Mairie de Vichy

conseil 20152056 - Séance du 18/06/2015

La commission d’accès aux documents administratifs a examiné dans sa séance du 18 juin 2015 votre demande de conseil relative au caractère communicable, à des fins commerciales, du répertoire d’immeubles localisés (RIL) à la Compagnie bourbonnaise de services et d’environnement (CBSE), sachant que cette société privée est chargée d’une mission de service public.

La commission relève que la Compagnie bourbonnaise de services et d’environnement (CBSE), est, d’après les informations que vous avez fournies, chargée d’une mission de service public d’exploitation de l’eau potable pour le compte de la commune de Vichy. Elle rappelle à cet égard sa position constante selon laquelle le droit d’accès institué par la loi du 17 juillet 1978 garantit au profit des seuls administrés un droit d’accès aux documents administratifs et n’a pas vocation à régir la transmission d’informations entre autorités administratives mentionnées à l’article 1er de cette loi, qui relève, le cas échéant, d’autres textes relatifs à ces autorités et à leur mission et pour laquelle la commission n’a pas reçu compétence (conseil n° 20051519 du 26 mai 2005).

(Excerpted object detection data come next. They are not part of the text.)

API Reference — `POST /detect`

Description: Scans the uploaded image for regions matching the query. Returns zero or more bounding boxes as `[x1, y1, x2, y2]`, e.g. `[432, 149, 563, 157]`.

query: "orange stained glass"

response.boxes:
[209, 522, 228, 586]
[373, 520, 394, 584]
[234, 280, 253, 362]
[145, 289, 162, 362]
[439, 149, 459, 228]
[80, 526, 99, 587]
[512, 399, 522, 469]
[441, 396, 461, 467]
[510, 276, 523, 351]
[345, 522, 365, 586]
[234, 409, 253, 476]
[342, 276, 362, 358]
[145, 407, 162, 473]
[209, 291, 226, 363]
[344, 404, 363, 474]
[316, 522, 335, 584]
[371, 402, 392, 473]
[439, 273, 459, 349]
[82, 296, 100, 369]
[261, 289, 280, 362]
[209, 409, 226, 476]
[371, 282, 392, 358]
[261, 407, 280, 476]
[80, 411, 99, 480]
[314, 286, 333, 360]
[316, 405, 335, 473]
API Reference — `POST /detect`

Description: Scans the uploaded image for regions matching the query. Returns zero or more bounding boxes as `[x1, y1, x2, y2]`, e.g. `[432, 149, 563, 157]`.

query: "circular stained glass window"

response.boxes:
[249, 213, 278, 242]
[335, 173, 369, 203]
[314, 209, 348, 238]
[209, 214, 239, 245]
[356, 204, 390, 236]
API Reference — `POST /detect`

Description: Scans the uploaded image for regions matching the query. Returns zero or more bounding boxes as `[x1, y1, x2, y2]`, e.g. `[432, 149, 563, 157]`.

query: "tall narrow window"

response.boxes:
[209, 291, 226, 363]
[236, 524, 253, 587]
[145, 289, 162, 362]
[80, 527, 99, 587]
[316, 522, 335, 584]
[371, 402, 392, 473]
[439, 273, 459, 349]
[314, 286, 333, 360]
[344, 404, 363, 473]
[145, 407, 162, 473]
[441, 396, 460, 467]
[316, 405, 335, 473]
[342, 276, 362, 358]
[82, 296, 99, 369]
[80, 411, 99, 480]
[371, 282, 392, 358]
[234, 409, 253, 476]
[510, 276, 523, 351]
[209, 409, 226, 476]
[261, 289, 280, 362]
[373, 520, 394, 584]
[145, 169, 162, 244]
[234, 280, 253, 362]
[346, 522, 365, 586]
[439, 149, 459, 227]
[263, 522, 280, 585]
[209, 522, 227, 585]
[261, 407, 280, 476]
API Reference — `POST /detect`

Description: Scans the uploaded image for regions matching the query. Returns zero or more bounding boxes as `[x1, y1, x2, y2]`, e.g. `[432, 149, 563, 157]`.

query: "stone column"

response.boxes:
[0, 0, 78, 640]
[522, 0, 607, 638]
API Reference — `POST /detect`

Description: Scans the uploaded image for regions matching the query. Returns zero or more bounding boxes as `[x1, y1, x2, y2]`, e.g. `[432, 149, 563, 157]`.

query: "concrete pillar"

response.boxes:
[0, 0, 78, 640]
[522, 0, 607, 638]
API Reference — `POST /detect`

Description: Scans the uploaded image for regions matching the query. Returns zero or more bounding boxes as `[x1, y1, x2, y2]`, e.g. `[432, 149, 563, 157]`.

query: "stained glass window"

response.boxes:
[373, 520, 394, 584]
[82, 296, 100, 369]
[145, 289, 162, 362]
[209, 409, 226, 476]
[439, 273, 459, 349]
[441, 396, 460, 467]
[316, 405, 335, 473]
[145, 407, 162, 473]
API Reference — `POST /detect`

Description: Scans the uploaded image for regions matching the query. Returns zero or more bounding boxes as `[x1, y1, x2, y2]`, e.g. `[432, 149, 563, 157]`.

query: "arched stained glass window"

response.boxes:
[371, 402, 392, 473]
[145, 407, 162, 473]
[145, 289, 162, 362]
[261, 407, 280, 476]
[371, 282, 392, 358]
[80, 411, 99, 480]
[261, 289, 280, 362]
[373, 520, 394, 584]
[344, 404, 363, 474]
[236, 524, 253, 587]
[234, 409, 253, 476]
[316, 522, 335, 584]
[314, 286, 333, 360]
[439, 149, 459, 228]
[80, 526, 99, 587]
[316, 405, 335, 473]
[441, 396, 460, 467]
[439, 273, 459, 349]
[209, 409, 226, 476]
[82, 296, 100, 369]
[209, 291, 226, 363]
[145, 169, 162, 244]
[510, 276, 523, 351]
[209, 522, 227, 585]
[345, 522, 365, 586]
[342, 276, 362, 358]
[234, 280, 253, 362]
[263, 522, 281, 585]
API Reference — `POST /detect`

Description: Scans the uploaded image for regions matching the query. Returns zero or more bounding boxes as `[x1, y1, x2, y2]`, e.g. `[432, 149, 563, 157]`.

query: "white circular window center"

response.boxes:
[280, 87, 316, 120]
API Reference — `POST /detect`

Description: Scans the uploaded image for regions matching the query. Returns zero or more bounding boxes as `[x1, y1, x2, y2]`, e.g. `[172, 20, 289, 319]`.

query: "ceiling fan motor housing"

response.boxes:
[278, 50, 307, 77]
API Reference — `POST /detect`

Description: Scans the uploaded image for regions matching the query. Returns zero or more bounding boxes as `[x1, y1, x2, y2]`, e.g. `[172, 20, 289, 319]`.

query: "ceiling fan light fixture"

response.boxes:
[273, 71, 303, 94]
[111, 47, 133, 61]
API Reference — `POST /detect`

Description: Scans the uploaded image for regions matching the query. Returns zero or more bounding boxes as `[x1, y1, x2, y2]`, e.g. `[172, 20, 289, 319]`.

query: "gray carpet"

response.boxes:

Elle en déduit que la CBSE, dans la mesure où elle agirait dans le cadre et pour l’exercice de ses missions de service public, ne pourrait se prévaloir utilement de la loi du 17 juillet 1978, dont les dispositions ne vous feraient alors pas obligation de satisfaire la demande de communication qu’elle vous a présentée.

La commission comprend, néanmoins, que la demande de communication qui vous a été adressée ne s’inscrit pas dans l’objectif de satisfaire une mission de service public et que celle-ci peut, en outre, être comprise comme une demande de réutilisation, à des fins commerciales, du fichier dont la société CBSE demande la communication.

La commission qui estime, dans ces circonstances, qu’une telle demande peut être examinée sur le fondement des dispositions de la loi du 17 juillet 1978, rappelle ensuite que le répertoire d’immeubles localisés (RIL) est un traitement automatisé d’informations individuelles créé par arrêté du 19 juin 2000 et géré par l’Institut national de la statistiques et des études économiques (INSEE) qui a pour objet de « constituer et de mettre à jour un répertoire d’immeubles comprenant l’adresse et la localisation géographique permettant notamment d’améliorer et de préciser le système d’information géographique central de l’INSEE ». En vertu de l’article 2 de cet arrêté, « la constitution initiale du répertoire est effectuée à partir d’informations issues du recensement général de la population de 1999. La mise à jour du répertoire est effectuée à partir des fichiers de permis de construire et de démolir, du répertoire des entreprises et de leurs établissements (SIRENE) et de fichiers administratifs comportant une adresse et que l’INSEE est autorisé à utiliser en application de l’article 7 bis de la loi du 7 juin 1951 sur l’obligation, la coordination et le secret en matière de statistiques ».

La commission relève, ensuite, qu’en application de l’article 6 de cette loi, les renseignements individuels figurant dans les questionnaires remplis à l’occasion des enquêtes statistiques des services publics et ayant trait notamment à la vie personnelle, ne peuvent faire l’objet d’aucune communication de la part du service dépositaire avant l’expiration d’un délai de soixante-quinze ans suivant la date de réalisation de l’enquête ou d’un délai de vingt-cinq ans à compter de la date du décès de l’intéressé, si ce dernier délai est plus bref.

La commission estime, par suite, que les informations contenues par le répertoire des immeubles localisés sont couvertes par le secret statistique, qui est au nombre des secrets protégés par la loi, mentionnés au h) du 2° du I de l’article 6 de la loi du 17 juillet 1978. Elles ne sont donc ni communicables à des tiers, en vertu des dispositions de cet article, ni réutilisables à d’autres fins que celles de la mission de service public pour les besoins de laquelle vous les détenez, en vertu du a) de l’article 10 de cette même loi.